The New York Times reports this morning that President Obama wants to renew his efforts to cut the U.S. nuclear arms arsenal. He is not proposing unilateral cuts. Yet, any cooperative agreement with Russia would result in a reduction of U.S. nuclear superiority versus Russia and (even more so) other states.
The conventional wisdom is that this doesn’t matter (see here for Robert Jervis’ classic statement). Having a larger nuclear stockpile beyond the point where you can assuredly destroy the opponent does not yield similar advantages as does having a larger conventional army.
I find the conventional argument persuasive but there are some counterarguments. In the most recent issue of International Organization (ungated version) my colleague Matthew Kroenig argues that in a crisis between two nuclear powers, the state that enjoys a nuclear advantage is willing to run more risk than its opponent. This gives the nuclear superior state greater “effective resolve,” meaning that the other state is less likely to think that the state with nuclear superiority will back down. Consequentially, states with nuclear superiority are more likely to prevail in crisis bargaining between nuclear powers. Kroenig then shows that there is indeed a correlation between nuclear superiority and emerging victorious in crises between nuclear powers.

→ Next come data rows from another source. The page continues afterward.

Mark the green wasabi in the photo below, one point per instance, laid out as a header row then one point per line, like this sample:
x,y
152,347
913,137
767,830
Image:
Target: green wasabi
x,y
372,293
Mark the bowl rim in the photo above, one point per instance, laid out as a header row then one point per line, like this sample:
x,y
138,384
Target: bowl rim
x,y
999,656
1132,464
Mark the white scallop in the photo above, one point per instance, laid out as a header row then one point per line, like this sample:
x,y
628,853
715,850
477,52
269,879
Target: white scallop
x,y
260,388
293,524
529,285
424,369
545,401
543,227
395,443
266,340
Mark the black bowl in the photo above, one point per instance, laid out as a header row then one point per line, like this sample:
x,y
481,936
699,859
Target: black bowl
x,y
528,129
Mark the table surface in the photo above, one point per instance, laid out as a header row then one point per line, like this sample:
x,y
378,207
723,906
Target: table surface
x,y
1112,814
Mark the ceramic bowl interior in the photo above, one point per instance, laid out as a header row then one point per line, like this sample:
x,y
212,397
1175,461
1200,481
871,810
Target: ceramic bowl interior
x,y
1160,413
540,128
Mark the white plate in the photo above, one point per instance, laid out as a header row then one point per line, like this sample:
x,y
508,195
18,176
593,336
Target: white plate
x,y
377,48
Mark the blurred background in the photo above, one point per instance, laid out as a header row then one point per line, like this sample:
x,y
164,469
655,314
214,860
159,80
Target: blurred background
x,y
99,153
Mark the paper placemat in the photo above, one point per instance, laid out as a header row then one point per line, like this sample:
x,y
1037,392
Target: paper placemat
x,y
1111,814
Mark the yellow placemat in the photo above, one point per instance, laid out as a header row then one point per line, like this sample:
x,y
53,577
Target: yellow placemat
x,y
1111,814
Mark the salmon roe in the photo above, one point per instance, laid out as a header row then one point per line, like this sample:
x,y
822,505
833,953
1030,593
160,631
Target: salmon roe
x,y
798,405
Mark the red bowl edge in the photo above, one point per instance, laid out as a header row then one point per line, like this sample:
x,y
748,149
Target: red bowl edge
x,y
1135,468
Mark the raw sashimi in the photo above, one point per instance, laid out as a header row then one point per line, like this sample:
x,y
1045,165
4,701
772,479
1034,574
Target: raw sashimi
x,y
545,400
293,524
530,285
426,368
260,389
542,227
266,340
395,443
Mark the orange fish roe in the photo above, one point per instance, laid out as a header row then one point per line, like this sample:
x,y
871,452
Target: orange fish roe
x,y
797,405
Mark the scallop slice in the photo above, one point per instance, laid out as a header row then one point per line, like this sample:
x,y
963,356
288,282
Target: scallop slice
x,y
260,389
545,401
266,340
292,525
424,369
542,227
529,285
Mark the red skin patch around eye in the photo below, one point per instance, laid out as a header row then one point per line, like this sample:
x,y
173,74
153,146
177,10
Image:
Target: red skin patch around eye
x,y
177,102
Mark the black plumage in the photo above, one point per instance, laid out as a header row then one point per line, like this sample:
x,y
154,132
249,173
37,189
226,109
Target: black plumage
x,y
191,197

This argument is controversial. The data set is small. Although Kroenig does a good job controlling for possible confounding factors, there really is no good way to draw causal inferences from data like this. The same issue of International Organization contains an article (ungated version) by Todd Sechser and Matthew Fuhrman, who claim that nuclear weapons are of no use in increasing the credibility of threats to seize territory or another asset. Moreover, using nuclear weapons is costly. Thus, they find that while nuclear weapons are extremely useful for deterrence, they do little for “compellence” (making a threat to force an opponent to take some desired action). They show with a different data set of crisis bargaining that threats from nuclear states are not more likely to succeed than threats from non-nuclear states.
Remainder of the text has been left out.